Probably nothing, because most paying customers of cloudflare are probably signing away their rights to sue Cloudflare for damages by being down for a while when they purchase Cloudflare's services (maybe some customers have SLAs with monetary values attached, I dunno). I honestly have a hard time suggesting that those customers are individually wrong to do so - Cloudflare isn't down that often, and whatever amount it cost any individual customer by being down today might be more than offset by the DDOS protection they're buying.
Anyway if you want Cloudflare regulated to prevent this, name the specific regulations you want to see. Should it be illegal under US law to use `unwrap` in Rust code? Should it be illegal for any single internet services company to have more than X number of customers? A lot of the internet also breaks when AWS goes down because many people like to use AWS, so maybe they should be included in this regulatory framework too.
We have collectively agreed to a world where software service providers have no incentive to be reliable as they are shielded from the consequences of their mistakes and somehow we see it as acceptable that software have a ton of issues and defects. The side effect is that research on actually lowering the cost of safety has little return on investment. It doesn't have be so.
> Anyway if you want Cloudflare regulated to prevent this, name the specific regulations you want to see.
I want software provider to be liable for the damage they cause and minimum quality regulation on par with an actual engineering discipline. I have always been astounded that nearly all software licences start with extremely broad limitation of liability provisions and people somehow feel fine with it. Try to extend that to any other product you regularly use in your life and see how that makes you fell.

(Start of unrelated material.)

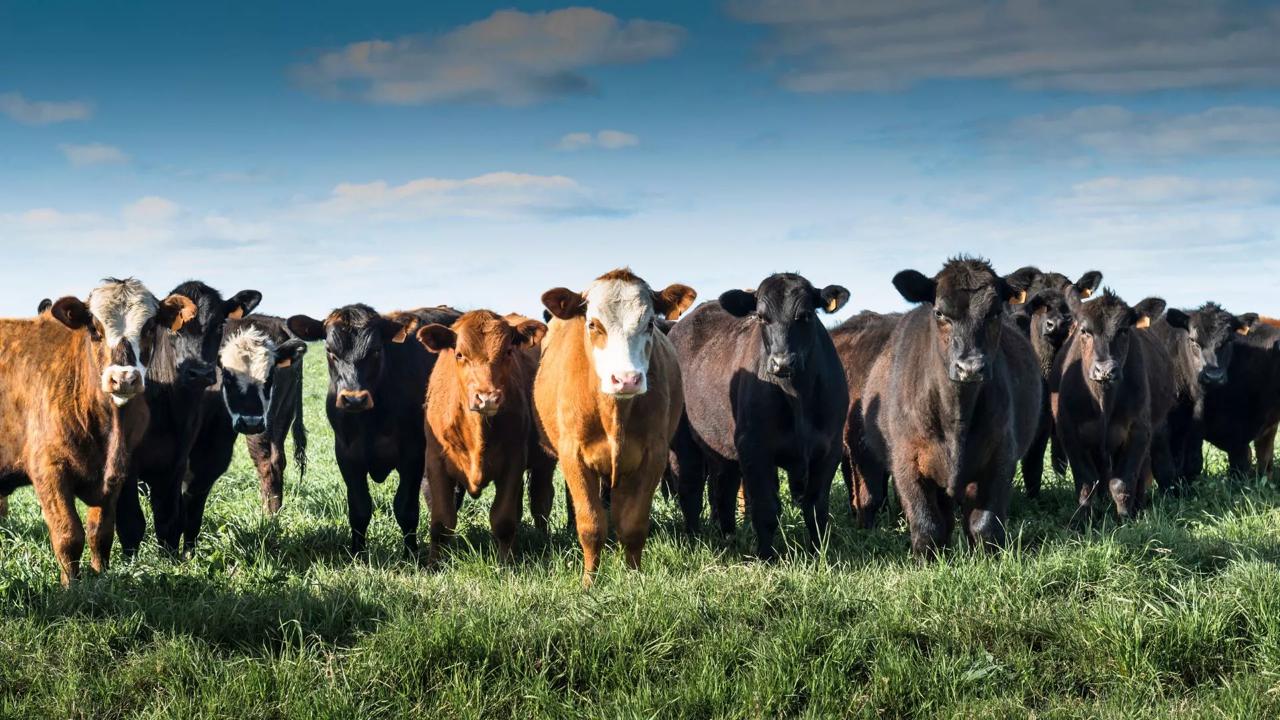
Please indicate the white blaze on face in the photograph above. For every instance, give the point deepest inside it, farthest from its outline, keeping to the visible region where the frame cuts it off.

How to do proper testing, formal methods and resilient design have been known for decades. I would personnaly be more than okay with let's move less fast and stop breaking things.
So do you want to make it illegal to punish GNU GPL licensed software because that license has a warranty disclaimer? Do you want to make it illegal for a company like Cloudflare to use open source licensed software with similar warranty disclaimers, or for the SLA agreements and penalties for violating them that they make with their own paying customers to be legally unenforceable? What if I just have a personal website and I break the javascript on it because I was careless, how should that be legally treated?
I'm not against research into more reliable software or using better engineering techniques that result in more reliable software. What I'm concerned about is the regulatory regime - in other words, what software it is or is not legal to write or sell for money - and how to properly incentivize software service providers to use techniques that result in more reliable software without causing a bunch of bad second order effects.
That we’re even having this discussion is a major step forward. That we’re still having this discussion is a depressing testament to how slow slowly the mainstream has adopted better ideas.
But yes, I wish I had learned more, and somehow stumbled upon all the good stuff, or be taught at university about at least what Rust achieves today.
I think it has to be noted Rust still allows performance with the safety it provides. So that's something maybe.
Zig is undergoing this meltdown. Shame it's not memory safe. You can only get so far in developing programming wisdom before Eternal September kicks in and we're back to re-learning all the lessons of history as punishment for the youthful hubris that plagues this profession.